Speaker: Professor Yu-Jung Lu
Topic: Controlling Light-matter Interactions at Nanoscale with Plasmonics: From Spontaneous Emission to Lasing
Speaker:Professor Yu-Jung Lu
Organization:Research Center for Applied Sciences (RCAS), Academia Sinica & Department of Physics, National Taiwan University
Topic:Controlling Light-matter Interactions at Nanoscale with Plasmonics: From Spontaneous Emission to Lasing
Date:10:20 , 2019.12.16
Location:Room 203, College of Engineering
Work Experience:
Academia Sinica / Research Center for Applied Sciences (RCAS) / Assistant Research Fellow
National Taiwan University / Department of Physics / Assistant Professor
Abstract:
In this talk, I will present an overview of my research works in recent five years. My previous works mainly focus on wavelength-tunable on-chip nanoemitters, such as InGaN nano-LEDs and InGaN plasmonic nanolasers. Here, I will specifically present my recent work during my 2-years Postdoc research in Caltech. I have developed a research project focusing on “Gate Tunable Spontaneous Emission Decay Rate of InP Quantum Dots” and “Organo-lead Halide Perovskite Nanolasers”. I have performed electromagnetic simulations to design gate tunable heterostructures for tuning spontaneous emission from quantum dots, which have been also fabricated and experimentally characterized.

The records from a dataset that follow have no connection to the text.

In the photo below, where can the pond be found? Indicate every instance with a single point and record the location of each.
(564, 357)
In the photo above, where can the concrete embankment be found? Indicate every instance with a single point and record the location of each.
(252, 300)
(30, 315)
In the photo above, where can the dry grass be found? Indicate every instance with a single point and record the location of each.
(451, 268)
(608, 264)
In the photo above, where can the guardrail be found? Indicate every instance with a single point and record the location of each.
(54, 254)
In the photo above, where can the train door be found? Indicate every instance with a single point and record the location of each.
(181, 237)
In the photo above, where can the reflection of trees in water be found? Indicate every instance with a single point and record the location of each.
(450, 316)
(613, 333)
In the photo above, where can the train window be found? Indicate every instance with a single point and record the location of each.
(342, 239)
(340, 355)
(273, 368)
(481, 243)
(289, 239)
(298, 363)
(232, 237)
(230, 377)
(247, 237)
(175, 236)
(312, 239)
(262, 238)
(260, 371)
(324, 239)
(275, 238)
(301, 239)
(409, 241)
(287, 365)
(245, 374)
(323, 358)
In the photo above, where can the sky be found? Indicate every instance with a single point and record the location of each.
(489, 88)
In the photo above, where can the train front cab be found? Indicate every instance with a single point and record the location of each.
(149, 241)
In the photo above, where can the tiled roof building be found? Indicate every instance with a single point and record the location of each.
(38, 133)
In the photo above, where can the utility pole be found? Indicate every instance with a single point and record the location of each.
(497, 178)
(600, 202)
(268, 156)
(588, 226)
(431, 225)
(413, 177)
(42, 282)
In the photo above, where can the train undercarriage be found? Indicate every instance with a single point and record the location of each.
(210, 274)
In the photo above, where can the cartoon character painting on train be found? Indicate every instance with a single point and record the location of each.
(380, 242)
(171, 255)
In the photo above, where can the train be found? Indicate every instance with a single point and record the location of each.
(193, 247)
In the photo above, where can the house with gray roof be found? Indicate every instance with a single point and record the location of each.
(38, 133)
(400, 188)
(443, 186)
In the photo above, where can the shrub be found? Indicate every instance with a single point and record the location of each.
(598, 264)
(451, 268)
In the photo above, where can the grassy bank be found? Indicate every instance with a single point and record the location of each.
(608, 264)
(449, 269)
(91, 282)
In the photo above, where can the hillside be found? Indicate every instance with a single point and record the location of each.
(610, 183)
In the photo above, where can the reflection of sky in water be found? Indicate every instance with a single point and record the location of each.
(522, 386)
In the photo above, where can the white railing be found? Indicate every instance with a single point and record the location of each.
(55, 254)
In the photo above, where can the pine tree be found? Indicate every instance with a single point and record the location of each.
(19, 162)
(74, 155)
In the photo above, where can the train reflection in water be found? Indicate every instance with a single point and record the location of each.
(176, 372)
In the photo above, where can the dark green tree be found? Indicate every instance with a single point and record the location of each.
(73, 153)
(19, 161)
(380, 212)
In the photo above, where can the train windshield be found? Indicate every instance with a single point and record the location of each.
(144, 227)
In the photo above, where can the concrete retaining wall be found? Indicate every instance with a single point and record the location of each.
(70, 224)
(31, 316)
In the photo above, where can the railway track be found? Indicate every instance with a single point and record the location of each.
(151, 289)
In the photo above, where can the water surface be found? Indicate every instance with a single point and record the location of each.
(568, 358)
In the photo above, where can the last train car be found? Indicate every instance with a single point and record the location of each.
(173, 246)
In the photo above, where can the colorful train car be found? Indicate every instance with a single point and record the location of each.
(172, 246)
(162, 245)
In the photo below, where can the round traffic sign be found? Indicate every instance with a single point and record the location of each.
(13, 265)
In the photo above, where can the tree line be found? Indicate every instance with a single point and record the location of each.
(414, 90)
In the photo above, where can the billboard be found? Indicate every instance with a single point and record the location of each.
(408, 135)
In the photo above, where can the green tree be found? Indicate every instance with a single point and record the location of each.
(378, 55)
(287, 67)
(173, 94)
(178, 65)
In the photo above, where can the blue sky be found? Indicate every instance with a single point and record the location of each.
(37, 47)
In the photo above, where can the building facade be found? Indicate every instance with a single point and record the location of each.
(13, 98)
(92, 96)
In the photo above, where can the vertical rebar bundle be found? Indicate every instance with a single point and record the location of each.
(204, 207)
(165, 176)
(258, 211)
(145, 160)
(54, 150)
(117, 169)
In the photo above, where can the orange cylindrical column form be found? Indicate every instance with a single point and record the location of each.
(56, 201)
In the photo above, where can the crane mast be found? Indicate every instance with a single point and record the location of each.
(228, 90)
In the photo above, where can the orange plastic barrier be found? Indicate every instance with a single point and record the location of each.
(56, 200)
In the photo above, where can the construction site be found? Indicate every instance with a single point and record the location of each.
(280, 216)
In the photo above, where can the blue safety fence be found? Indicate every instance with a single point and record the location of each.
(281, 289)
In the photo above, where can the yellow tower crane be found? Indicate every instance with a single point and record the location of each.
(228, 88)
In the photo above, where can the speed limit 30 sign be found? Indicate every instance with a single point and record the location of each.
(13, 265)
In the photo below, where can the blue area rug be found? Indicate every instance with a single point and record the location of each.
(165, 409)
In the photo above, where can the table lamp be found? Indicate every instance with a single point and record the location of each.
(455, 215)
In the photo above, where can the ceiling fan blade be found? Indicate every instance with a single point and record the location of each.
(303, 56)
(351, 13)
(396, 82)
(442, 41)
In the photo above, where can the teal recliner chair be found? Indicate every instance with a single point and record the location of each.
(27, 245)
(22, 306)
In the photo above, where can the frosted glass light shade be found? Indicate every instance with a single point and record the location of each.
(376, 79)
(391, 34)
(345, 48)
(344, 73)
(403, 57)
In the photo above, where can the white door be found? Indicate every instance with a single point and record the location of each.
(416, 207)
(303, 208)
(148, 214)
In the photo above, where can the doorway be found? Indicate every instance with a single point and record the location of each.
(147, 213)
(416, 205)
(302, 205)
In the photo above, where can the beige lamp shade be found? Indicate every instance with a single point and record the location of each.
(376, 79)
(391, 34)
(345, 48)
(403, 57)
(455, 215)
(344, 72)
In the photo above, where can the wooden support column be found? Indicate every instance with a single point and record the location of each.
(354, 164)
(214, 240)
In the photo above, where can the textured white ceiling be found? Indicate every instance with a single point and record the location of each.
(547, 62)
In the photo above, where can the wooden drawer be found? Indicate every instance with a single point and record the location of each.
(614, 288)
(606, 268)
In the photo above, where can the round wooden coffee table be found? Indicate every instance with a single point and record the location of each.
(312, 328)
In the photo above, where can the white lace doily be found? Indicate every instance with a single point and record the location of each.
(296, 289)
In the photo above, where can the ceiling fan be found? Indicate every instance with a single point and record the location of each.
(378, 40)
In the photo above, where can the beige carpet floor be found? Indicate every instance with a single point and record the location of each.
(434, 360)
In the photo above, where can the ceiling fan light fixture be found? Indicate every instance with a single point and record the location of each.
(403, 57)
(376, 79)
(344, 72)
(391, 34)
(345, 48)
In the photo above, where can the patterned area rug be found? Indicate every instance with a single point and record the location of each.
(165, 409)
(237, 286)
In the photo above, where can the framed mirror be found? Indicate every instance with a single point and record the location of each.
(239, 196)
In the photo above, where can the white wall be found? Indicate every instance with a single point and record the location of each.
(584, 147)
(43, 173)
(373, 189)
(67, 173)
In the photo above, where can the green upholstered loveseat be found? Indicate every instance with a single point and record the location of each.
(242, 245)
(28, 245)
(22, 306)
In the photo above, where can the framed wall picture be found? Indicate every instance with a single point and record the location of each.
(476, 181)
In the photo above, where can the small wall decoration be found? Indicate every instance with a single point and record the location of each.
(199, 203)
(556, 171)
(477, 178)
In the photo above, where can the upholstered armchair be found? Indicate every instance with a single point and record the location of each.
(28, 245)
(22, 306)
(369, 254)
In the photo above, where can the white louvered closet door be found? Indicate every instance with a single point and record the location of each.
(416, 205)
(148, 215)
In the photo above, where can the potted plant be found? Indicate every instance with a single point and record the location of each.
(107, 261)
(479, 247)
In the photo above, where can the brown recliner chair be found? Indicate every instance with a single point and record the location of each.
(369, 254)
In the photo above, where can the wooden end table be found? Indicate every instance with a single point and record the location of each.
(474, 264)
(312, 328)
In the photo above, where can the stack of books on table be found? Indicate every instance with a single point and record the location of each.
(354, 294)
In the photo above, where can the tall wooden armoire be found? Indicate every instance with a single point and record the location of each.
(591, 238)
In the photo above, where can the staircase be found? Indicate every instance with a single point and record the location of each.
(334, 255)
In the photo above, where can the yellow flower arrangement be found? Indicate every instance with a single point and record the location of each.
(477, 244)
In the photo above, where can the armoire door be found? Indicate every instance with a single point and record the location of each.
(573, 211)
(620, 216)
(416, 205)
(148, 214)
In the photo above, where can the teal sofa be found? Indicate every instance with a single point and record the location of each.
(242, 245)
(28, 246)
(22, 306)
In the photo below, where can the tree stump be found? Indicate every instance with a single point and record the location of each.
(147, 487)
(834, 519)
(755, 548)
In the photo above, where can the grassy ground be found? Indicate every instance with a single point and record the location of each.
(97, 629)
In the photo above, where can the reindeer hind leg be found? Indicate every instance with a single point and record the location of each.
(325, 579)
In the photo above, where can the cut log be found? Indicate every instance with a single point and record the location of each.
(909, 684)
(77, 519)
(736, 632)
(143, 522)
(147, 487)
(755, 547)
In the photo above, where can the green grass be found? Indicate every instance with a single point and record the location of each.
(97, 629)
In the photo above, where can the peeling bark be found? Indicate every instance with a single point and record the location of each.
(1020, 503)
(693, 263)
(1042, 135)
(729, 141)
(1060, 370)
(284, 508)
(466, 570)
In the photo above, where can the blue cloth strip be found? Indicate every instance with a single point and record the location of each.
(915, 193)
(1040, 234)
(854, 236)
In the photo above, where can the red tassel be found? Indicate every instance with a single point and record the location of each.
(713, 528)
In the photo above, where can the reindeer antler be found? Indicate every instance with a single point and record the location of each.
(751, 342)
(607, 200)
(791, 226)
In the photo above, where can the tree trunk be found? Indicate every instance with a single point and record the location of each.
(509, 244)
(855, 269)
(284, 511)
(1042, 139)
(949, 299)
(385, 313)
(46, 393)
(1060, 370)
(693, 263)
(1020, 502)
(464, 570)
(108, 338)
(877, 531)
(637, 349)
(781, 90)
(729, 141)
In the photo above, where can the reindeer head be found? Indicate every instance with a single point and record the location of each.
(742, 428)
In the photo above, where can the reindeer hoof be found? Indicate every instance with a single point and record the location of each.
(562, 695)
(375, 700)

The idea is by electrically modulating the titanium nitride (TiN) in the designed plasmonic heterostructure, we demonstrated the field-effect modulated spontaneous emission rate of semiconductor quantum dots due to novel electric-field induced refractive index change mechanism. We demonstrate gate tunable spontaneous emission rate of InP quantum dots (QDs) due to bias induced modification of the local density of optical states (LDOS). The modulation is due to the large change in complex dielectric function at TiN/gate dielectric interface in the bias-induced accumulation/depletion layer. The underlying physics is very promising since by using electric-field induced LDOS modulation, not only bias-induced PL quenching but also bias-induced PL enhancing of semiconductor QDs can be observed. Unlike conventional LED structure which require special doping to make p-n junction or complex growth, this work opens the door towards optoelectronic applications that are simple to implement. This LDOS modulation effect provides an insight in development of tunable on-chip optical light sources for potential future application on electrically driven plasmonic nanolasers, ultracompact on-chip optical information processing, electrical controlled single photon emission, and thin film display.